Kinetics/ collision theory

Kinetics

• Study of factors that affect the rates of reactions and the mechanisms (steps) by which reactions take place

Reaction rate

• number of particles ( atoms, ions,molecules) that react in a given time to form products.

  Reaction equation:change [R]/ change in time

Collision theory

• Particles must collide in order to react

• Collisions must be effective ( must have sufficient energy to break existing bonds and form new ones)

• must have correct orientation ( hit a specfic way)

Activation energy

The minimum energy colliding particles must have in order to react

Potential energy graph

• Potential energy of reactants or products is the difference from when they are a straight line until the ground

• Heat of reaction is the difference between the straight line of the products vs the reactants

• The reverse reaction is from the hump up until the straight line of the products

• the activation energy is from the hump up until the straight line of the reactions

• the activation complex or transition state is from the hump until the ground.

Activation complex:

• Bonds break and rearrange themselves

• Forward reaction

Factors that affect reaction rate

• Temperature

• Surface area ( particle size —> greater surface area so particles can hit easier)

• Catalyst ( substance that lowers activation energy without getting used up)

• Concentration ( increasing amount will increase collision with particles)

Calculating rate of reaction

• Look at coefficients of the balanced equation

• Multiply by the amount of moles for the substance you want ( ex oxygen) over the amount of moles you already have ex) The reaction rate of ozone is 8.76 × 10^-3 M/s over a certain interval of time. What is the rate of appearance of O2 during this interval?

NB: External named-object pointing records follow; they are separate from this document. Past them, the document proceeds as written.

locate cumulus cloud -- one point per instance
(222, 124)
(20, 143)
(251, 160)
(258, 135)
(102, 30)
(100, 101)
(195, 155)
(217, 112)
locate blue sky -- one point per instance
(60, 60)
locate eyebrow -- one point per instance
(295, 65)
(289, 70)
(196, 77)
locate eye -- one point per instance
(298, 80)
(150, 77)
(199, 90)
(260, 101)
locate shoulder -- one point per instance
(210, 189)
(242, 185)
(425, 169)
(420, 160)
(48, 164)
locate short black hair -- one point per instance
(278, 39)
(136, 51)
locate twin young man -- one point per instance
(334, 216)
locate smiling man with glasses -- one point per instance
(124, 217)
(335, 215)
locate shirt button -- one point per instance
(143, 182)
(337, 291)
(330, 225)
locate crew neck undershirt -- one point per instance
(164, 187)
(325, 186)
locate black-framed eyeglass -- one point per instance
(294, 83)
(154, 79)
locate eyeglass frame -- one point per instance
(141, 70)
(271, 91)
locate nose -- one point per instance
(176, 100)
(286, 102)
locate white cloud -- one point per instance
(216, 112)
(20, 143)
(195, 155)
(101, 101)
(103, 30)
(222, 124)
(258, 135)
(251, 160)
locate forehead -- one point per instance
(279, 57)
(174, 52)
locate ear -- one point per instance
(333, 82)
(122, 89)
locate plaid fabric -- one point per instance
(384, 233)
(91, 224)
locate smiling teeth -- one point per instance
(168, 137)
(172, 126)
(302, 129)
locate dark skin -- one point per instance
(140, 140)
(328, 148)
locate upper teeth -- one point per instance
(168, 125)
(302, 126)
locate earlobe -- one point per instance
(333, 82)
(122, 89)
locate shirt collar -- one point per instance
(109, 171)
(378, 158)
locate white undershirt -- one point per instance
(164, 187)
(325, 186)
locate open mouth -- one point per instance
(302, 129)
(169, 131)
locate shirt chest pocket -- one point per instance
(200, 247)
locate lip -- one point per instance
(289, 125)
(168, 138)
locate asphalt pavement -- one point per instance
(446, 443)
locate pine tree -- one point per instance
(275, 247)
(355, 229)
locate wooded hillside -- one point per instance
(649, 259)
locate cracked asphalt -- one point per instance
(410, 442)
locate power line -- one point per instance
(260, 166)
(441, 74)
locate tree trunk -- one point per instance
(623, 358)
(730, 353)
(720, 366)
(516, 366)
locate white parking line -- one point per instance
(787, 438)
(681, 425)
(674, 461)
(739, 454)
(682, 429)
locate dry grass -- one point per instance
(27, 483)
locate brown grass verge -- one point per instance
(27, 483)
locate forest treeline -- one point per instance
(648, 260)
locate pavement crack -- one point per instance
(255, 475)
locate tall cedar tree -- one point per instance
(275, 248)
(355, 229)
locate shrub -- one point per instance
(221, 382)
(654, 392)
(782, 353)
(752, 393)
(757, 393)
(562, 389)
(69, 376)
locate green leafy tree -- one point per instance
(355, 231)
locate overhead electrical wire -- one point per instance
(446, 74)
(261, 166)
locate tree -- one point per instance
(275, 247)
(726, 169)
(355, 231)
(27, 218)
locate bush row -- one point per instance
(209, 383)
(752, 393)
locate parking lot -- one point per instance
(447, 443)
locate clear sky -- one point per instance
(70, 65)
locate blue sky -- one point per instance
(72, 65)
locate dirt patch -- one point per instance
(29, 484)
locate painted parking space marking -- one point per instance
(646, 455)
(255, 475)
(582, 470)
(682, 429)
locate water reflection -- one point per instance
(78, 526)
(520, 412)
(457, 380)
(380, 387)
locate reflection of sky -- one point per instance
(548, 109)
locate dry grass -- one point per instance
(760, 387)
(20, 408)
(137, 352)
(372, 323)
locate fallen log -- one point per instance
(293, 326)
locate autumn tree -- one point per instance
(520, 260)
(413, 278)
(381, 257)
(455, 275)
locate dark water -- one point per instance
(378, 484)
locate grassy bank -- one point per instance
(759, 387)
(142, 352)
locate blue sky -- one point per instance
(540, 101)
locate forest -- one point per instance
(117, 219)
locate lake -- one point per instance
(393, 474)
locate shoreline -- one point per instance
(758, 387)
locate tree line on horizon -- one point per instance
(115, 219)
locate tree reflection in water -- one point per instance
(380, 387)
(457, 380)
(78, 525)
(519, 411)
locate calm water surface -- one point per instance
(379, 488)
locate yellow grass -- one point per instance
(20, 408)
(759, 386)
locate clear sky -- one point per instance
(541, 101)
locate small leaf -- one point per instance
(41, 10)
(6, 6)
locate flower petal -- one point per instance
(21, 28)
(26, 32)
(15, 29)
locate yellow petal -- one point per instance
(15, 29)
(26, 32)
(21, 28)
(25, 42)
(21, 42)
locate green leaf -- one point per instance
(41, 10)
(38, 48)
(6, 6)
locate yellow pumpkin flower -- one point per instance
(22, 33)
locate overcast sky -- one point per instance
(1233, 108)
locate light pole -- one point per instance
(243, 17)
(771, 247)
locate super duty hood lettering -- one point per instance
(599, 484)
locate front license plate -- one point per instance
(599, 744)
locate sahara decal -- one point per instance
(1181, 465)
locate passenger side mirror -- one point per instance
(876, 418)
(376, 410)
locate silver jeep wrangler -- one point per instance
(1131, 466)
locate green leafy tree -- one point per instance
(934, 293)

  Using the balanced equation you can do 8.76 × 10³ x 3/2 since in the balanced equations its 2O₃ —> 3O₂

• Compare coefficients for each subtance

Reversible reaction

ex) A —>B

• Can become B and then through collisions also go back to A

• rate: change in [A]/ change in time

• will reach equilibrium

Equilibrium

• Rate of forward reaction is equal to the rate of the reverse reaction

• RATE OF PRODUCTION OF REACTANTS IS EQUAL TO THE RATE OF PRODUCTION OF PRODUCTS

• RATE IS THE SAME BUT YOU CAN HAVE MORE OF REACTANTS OR PRODUCTS

Equilibrium expression:

K_eq= [ products]/ [reactants]

• If k > 1 products are favored ( reaction goes to completion)

• if k < 1 reactants are favored ( mostly reactants in container)

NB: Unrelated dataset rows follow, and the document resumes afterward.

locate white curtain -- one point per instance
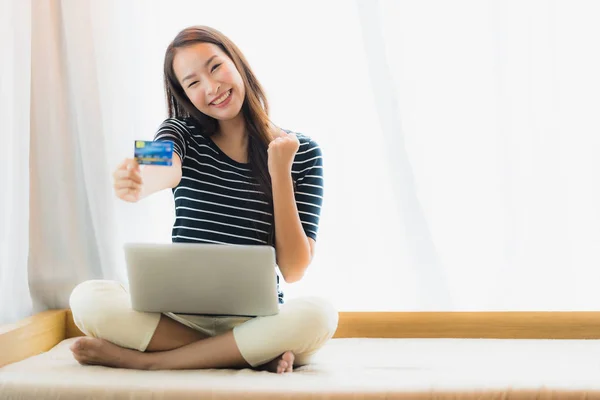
(15, 43)
(459, 142)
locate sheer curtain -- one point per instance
(15, 39)
(459, 142)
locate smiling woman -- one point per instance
(236, 179)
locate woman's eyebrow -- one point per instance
(194, 74)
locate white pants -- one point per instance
(102, 309)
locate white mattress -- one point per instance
(345, 368)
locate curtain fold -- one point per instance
(15, 86)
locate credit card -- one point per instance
(153, 153)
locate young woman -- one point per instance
(236, 179)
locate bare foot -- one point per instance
(283, 363)
(93, 351)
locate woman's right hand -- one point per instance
(127, 180)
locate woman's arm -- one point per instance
(294, 249)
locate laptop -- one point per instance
(209, 279)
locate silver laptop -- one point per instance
(213, 279)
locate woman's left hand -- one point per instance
(281, 153)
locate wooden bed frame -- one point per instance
(41, 332)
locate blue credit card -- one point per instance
(153, 153)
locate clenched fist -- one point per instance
(281, 153)
(128, 180)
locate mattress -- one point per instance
(344, 369)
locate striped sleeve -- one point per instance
(176, 131)
(308, 165)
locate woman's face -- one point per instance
(210, 80)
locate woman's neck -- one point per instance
(232, 139)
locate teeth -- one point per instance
(222, 98)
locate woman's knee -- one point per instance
(103, 309)
(316, 316)
(92, 304)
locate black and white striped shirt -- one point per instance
(219, 201)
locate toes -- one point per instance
(282, 366)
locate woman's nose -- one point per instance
(212, 88)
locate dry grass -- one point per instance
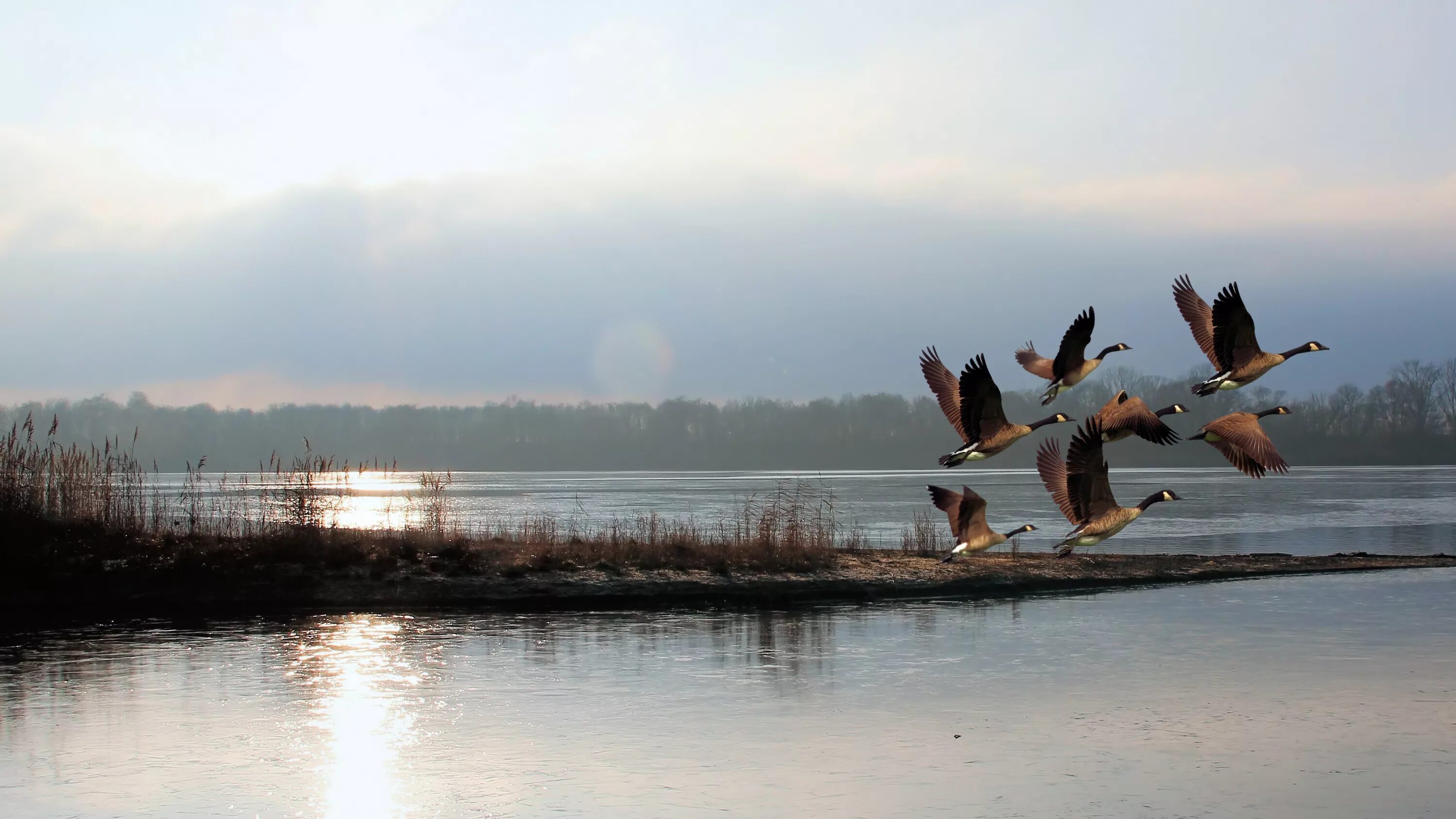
(69, 509)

• if k=1 neither reactants nor products are favored ( significant amount of both reactant and products in container)

• In equilibrium expressions you may only include substances ( reactants or products) that are gases or aqeuous. Liquids and solids have “ fixed” concentrations.

La Châtelier’s principle

• if a “ stress’ ( change) is applied to a reaction at equilibrium the reaction “ shifts” to relieve the stress

• Types of stress: change concentration of a reactant or product , change temp by adding or removing heat, change the pressure by increasing or decreasing the volume of container ( gases only)

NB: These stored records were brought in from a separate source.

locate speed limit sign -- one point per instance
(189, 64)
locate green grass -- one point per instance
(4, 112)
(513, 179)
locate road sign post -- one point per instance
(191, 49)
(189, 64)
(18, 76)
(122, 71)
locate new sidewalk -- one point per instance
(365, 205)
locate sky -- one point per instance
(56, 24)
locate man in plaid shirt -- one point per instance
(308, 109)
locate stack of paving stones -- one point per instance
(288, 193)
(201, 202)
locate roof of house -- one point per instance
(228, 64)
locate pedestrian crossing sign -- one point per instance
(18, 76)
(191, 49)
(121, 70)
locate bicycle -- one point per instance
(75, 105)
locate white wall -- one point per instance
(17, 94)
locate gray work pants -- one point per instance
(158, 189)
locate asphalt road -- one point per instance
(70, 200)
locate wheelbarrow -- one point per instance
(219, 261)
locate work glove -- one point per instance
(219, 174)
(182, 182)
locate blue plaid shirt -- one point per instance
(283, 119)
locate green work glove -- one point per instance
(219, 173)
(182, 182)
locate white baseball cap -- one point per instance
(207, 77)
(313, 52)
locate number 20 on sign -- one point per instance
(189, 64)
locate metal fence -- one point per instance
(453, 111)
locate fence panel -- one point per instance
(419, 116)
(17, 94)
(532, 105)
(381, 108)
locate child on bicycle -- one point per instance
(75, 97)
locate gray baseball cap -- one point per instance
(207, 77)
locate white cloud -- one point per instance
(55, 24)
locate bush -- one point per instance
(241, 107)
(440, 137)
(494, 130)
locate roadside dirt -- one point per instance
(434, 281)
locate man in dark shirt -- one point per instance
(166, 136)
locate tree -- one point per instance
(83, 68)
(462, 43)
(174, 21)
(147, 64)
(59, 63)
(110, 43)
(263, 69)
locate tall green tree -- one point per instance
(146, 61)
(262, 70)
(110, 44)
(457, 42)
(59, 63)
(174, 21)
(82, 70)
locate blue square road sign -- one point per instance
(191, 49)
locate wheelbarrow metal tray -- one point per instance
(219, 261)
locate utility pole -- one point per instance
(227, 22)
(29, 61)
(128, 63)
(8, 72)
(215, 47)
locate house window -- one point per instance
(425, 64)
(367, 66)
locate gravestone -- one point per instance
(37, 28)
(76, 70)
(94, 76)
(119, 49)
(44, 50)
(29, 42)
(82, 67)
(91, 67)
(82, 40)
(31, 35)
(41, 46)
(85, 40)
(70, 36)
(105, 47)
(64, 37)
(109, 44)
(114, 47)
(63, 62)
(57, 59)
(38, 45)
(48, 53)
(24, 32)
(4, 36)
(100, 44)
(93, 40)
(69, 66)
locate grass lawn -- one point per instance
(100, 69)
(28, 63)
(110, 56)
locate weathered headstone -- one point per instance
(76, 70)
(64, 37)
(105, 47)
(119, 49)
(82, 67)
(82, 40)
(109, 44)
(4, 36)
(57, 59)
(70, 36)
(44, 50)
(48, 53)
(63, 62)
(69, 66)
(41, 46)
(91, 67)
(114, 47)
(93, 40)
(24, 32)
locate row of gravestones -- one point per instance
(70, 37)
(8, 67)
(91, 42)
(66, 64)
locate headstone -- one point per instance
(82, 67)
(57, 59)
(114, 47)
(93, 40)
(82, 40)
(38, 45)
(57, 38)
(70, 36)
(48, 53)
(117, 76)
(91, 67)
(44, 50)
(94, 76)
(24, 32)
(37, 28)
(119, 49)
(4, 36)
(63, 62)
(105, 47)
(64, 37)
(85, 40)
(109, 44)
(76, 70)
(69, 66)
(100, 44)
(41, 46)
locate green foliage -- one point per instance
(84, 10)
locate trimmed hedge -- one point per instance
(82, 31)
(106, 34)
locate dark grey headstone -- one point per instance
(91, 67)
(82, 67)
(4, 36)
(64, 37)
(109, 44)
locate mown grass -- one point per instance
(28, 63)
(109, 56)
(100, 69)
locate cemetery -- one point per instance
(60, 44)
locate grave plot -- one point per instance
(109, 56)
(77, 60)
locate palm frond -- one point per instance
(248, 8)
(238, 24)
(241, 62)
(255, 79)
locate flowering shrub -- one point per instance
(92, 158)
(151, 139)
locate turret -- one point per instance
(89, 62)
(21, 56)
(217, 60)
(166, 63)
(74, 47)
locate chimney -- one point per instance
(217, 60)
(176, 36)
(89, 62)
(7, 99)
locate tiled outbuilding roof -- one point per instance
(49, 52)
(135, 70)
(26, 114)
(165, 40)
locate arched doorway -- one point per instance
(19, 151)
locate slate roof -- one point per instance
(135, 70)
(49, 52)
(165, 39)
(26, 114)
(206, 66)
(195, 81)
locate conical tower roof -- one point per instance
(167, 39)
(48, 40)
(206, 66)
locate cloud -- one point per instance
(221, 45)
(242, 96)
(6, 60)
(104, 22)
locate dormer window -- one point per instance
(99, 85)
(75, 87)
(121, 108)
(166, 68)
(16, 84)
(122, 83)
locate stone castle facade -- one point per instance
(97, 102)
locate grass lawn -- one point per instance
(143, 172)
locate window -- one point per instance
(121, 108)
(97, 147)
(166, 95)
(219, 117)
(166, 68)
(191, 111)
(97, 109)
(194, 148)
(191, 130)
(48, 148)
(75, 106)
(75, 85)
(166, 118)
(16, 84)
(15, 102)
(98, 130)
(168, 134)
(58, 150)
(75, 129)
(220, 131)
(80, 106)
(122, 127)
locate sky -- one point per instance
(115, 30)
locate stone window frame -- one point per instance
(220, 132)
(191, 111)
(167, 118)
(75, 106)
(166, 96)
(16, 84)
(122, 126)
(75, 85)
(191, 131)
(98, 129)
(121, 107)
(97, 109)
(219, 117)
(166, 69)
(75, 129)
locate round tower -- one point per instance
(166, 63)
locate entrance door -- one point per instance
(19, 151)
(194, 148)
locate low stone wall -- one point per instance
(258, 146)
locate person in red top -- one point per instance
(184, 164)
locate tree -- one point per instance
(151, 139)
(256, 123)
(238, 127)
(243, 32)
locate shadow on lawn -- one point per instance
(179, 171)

• “ shifts” one way ( forward of reverse) reaction has a temporary increase in reaction rate in one direction

How these stresses apply:

• If concentration of reactants increases it shifts right

• if concentration of reactants decrease it shifts left to make more of what was removed

• If concentrations of products increase reaction shifts left

• If heat is added to the container reaction shifts left ( shifts in the endothermic reaction)

• If he is removed reaction shifts right ( in the exothermic direction).

• If pressure of container is increased reaction shifts towards the side with fewer moles of gase

• If pressure of container is decrease rection shifts where there are more moles.

• INCREASING VOLUME= REDUCING PRESSURE

• DECREASING VOLUME = INCREASING PRESSURE

Endothermic vs exothermic graphs

• Endothermic reactants are low and products are high

• Exothermic reactants are high and products are low.